第355話 噛み合わない日

 今日は朝から天気があまり良くない。スマートニュースの予報では嵐時々曇りとなっている。あ、嵐って……。


 自転車で家を出たものの駅に到着する前に雨が落ちて来た。とりあえず職場に着くまではあまり激しく降らないでほしいな、日中はいくら降っても良いから。


 うーん、なんか隣に座ってる女の咳が気になる。そう思って意識するとやけに皆咳をしている気がする。

 

 皆マスクをしてるから大丈夫だと思うけど、あまりにもひどい咳をされるとマスクしようかなと思ってしまう。一応ポケットには入れてるからね。


 そんなことを考えているうちに駅に到着した。

 

 いつものコンビニでWi-Fiに繋いでアプリを起動すると、今月三回目のログイン画面が現れる。

 

 お前、使うたびにログインさせてたらレジに長蛇の列が出来るぞ? しかもメール送信してメールの数字を入れろとかそんなの月イチにしとけや。

 

 しかもどういう訳かWi-Fiで繋いでいる時にパスワードを入れるとエラーを吐き、諦めて職場に着いてからモバイルでパスワード入れたらあっという間にメール送信しましたと事を進める。もちろん同じメルアド、同じパスワードである。


 何でWi-Fiとモバイルで反応が違うんだ? このインチキアプリが! わざわざ低評価付けに行ったろうか。……いかんいかん、取り乱し過ぎだ。

 

 結局アプリが挙動不審だったのでクーポンも使えず、カードでポイントをつけて楽○Payで支払う。すぐ傍に別のコンビニあるし、次に挙動不審になったらコンビニごと変えたるぞ。

 

 階段で五階まで登っていつものようにトイレに入ろうとすると清掃中のパネルが立てられている。踵を返して再び階段に向かい、六階に登ったが個室はどちらも塞がっている。どうも今日はタイミングが合わないな。洗面台のところでタオルを取り出して汗だけ拭き取り、再び五階に降りると、ちょうど掃除が終わっていた。

 

 やっぱり間が悪いな……。入ろうかとも思ったがそのまま職場に向かう。私のロッカーの入り口に別の部署の男が立っている。私に気付いてすぐに道を開けてくれたのでロッカーに荷物を置いて、いつものようにペットボトルに水を入れようとウォーターサーバーに向かう。

 

 一足違いで先程の男が水筒に水を入れている。うーん、ゴボゴボ音が聞こえないところをみると、おそらく水が無くなりかけているようだ。

 

 一旦、自分の席に戻り、コーヒー用のコップを持ってウォーターサーバーのところに戻ると、さっきの男がタンクを取り換えていた。

 

 ちゃんとタンクを取り換えているのは感心だ。割と放置する奴もいるからね。まぁ単純に気付いてないだけのうっかりさんもいるんだけどね。
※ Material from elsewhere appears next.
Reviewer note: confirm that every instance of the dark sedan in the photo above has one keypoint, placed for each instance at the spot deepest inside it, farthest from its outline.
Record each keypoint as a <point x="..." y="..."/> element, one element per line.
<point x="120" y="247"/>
 ただ、タンクを替えてもしばらくは常温の水なんだよね。それでもいつも通りペットボトルに水を入れて、コーヒーも持って席に着く。

 

 だいたいいつも五百mlの水を午前中に飲み終えて昼に水を詰め替えるのだが、朝一で取り替えたのにタンクはすでに空っぽになっていた。さすがに気付かない振りは出来ないのでタンクを取り替える。やはり今日は間が悪いようだ。

 

 こんな日は出来るだけ大人しく過ごすに限る。定時で終ったのでさっさと家に帰ってMリーグでも観て早めに寝る事にしよう。